I've had a problem where all the Windows server 2003 R2 VMs on at the time blue-screened with:
*** Hardware Malfunction
Call your hardware vendor for support
*** The system has halted ***
Interestingly the vCenter Applicance that was on the same box and running at the time seemed to be unaffected. The only thing I can attribute it to is exporting system logs from the client at around that time. The events tab for the VMs only shows the reset I did after it occured, there are no other events from around that time. Is this a known issue?
Only 2003 R2? Did you have any other VM running on that machine or cluster?
Did you have a storage outage? Disk Timeout!
Did you check the windows event log?
Frank
WHat version of vSphere?
are the hosts on HCL.?
all the blue screened servers was on the same node?
default gateway IP conflict?
power spike?
are the hosts blades? Do the enclosure works correctly? Are backplane OK?
what storage are u using? How much LUN and what are the sizes of the luns?
Aleph0
Only 2003 R2? Did you have any other VM running on that machine or cluster?
The only other VM that was running was the vSphere Virtual Appliance which is Linux based.
Did you have a storage outage? Disk Timeout!
Not that I'm aware of and if I did why wouldn't it affect the vSphere VM?
Did you check the windows event log?
Yes, there was nothing in there. As multiple systems were affected I'm looking at common factors starting with VMware.
WHat version of vSphere?
5.1
are the hosts on HCL.?
If you mean 'is the host running on supported hardware' then yes and it has been working fine on it for months.

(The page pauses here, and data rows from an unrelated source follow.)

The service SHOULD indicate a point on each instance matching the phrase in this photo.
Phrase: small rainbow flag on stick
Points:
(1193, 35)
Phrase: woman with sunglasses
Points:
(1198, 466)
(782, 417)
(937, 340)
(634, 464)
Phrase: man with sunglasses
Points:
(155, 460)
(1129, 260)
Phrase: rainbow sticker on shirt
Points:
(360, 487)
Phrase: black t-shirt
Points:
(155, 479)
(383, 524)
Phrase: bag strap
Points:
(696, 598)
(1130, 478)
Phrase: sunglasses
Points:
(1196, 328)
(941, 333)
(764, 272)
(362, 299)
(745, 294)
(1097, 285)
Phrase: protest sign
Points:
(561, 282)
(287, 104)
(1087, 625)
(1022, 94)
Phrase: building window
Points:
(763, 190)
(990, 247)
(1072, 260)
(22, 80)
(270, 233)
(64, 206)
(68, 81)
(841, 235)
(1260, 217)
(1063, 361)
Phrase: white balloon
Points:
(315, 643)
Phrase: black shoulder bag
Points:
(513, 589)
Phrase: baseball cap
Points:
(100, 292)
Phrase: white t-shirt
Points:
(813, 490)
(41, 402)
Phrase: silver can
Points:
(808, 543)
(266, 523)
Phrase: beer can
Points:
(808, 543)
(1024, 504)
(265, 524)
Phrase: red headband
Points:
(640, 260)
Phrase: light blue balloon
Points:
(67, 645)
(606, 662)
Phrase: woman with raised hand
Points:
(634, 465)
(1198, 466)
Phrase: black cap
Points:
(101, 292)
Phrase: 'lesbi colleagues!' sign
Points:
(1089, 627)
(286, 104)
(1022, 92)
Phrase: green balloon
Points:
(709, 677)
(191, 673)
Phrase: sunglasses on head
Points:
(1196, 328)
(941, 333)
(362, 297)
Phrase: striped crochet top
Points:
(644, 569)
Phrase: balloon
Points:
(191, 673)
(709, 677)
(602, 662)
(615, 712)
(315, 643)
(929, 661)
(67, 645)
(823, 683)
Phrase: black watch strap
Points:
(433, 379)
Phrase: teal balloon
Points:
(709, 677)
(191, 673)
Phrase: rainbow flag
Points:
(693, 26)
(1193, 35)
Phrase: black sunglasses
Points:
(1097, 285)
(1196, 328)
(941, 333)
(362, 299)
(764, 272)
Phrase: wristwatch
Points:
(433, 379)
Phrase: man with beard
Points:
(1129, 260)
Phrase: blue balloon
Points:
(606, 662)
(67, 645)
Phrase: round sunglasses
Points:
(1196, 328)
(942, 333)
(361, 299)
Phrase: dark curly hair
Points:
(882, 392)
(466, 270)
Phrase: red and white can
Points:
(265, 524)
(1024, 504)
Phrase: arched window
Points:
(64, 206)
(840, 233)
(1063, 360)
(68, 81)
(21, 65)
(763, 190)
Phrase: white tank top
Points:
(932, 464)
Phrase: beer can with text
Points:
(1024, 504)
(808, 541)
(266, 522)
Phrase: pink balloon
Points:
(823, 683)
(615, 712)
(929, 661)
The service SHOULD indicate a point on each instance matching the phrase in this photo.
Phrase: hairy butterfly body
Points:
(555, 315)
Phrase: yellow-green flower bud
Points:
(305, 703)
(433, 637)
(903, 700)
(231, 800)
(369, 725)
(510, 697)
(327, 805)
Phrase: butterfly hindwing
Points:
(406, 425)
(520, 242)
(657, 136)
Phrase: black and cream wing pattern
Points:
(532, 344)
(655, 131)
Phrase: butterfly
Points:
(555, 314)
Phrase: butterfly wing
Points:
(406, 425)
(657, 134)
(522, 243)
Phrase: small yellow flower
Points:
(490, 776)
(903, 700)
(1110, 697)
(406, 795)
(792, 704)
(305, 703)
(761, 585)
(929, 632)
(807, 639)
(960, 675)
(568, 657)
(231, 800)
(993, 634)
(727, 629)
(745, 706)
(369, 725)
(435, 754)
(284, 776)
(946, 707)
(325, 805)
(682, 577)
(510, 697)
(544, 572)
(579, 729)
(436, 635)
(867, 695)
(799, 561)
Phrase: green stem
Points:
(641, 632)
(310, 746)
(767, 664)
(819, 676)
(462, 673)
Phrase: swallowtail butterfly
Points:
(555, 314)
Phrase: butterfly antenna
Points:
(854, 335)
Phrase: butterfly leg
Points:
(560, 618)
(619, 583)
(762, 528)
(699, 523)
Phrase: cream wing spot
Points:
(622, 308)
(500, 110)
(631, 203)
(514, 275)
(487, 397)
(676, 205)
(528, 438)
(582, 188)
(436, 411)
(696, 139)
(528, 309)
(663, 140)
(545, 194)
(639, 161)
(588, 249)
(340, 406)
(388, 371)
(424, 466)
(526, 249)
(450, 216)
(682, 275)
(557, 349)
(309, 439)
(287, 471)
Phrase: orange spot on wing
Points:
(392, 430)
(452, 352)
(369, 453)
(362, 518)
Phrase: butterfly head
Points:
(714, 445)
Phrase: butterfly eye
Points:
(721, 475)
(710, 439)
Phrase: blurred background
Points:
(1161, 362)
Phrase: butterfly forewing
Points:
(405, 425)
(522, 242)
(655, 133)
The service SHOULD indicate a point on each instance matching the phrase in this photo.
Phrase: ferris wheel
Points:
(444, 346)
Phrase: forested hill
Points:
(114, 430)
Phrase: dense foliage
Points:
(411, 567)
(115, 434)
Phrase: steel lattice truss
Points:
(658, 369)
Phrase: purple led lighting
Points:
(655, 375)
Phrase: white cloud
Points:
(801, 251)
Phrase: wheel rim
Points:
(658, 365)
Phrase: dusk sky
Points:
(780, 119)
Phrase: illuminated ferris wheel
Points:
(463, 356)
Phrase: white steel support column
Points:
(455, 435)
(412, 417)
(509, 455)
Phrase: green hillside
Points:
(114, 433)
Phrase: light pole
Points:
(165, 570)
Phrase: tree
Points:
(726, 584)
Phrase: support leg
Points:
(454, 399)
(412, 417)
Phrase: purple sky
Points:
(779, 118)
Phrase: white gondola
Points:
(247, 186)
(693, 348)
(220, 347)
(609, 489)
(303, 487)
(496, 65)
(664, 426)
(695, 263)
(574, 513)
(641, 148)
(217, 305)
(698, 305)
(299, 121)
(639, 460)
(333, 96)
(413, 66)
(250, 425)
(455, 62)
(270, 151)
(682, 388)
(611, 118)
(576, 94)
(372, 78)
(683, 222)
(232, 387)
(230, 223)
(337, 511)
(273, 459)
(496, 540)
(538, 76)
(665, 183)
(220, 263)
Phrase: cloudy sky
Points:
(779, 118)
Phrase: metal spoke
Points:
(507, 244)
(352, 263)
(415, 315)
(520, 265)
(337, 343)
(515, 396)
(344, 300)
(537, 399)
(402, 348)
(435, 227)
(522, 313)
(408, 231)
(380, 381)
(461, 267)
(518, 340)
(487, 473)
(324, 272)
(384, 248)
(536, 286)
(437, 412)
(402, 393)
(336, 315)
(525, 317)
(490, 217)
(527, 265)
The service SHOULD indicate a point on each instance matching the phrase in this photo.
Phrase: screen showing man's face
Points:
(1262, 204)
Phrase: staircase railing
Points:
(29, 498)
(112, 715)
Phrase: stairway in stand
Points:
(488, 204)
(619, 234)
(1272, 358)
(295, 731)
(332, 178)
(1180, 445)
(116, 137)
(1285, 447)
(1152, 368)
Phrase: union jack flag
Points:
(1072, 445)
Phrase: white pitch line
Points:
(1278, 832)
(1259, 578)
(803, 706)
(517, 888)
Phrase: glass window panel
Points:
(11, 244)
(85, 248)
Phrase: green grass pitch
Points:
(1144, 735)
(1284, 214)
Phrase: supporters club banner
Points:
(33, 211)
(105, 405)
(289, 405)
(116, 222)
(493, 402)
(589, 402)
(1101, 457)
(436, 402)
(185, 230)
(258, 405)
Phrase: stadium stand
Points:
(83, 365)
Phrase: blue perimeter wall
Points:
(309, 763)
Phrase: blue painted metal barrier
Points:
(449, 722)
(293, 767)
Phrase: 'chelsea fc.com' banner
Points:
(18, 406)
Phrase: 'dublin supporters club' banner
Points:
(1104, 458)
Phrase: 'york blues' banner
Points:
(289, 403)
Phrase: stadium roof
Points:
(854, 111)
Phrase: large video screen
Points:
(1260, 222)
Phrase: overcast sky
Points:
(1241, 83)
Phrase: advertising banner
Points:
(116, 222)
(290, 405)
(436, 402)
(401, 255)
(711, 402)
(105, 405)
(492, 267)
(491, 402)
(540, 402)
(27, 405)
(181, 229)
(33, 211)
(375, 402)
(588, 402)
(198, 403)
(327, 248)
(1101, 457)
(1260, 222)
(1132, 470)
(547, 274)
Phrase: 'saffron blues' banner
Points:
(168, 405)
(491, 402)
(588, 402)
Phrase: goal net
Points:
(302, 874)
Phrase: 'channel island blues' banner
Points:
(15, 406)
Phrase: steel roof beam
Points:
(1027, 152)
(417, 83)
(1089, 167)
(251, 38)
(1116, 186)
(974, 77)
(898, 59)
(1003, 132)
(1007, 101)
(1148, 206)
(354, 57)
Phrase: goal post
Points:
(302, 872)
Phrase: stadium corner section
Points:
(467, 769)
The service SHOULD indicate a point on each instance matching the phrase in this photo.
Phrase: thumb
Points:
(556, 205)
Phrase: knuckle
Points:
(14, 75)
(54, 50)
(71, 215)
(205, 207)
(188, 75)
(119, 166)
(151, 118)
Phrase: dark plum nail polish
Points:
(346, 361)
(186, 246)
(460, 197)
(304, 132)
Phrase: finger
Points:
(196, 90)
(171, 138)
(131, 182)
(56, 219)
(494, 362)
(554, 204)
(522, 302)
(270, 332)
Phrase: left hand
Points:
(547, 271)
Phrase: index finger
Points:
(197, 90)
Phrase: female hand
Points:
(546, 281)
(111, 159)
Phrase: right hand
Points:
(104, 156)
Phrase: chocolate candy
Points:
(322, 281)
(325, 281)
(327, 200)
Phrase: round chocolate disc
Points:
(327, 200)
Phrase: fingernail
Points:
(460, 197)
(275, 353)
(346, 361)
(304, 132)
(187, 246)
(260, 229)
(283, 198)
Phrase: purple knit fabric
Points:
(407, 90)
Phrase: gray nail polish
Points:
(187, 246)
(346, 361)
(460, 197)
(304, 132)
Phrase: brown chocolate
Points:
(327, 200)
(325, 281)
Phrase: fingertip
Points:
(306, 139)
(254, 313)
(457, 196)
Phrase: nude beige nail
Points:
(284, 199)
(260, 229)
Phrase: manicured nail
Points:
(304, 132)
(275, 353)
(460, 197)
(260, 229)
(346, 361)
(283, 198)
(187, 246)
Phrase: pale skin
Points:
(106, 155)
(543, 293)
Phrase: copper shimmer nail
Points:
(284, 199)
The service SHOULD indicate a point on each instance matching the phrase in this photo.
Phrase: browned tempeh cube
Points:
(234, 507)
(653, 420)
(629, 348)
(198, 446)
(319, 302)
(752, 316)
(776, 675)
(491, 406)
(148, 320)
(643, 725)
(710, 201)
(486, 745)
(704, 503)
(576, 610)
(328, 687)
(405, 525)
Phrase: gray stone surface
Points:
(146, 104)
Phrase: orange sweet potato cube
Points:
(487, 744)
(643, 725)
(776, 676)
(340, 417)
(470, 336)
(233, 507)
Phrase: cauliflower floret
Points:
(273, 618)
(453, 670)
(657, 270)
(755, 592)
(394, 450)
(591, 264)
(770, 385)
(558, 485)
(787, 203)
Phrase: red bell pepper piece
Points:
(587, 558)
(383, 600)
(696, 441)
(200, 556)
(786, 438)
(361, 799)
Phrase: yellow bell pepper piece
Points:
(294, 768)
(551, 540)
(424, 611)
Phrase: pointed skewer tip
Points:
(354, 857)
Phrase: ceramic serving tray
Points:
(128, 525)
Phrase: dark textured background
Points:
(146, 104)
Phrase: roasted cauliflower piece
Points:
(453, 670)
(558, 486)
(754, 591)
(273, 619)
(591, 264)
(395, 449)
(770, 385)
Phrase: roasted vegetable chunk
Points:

Were all the blue screened servers on the same node?
Yes, this all occured on the same hosst.
default gateway IP conflict?
I don't see hwo a gateway IP address conflict would trigger a bluescreen? I'm not aware of any IP conflict.
power spike?
No, this didn't affect the host or other physical machines using the same power supply.
Are the hosts blades? Do the enclosure works correctly? Is the backplane OK?
What storage are you using? How much LUN and what are the sizes of the LUNs?
The host hardware looks fine, I don't think that this is a hardware issue.
I've asked for IP conflict because I've seen the same issue with a default gateway IP conflict...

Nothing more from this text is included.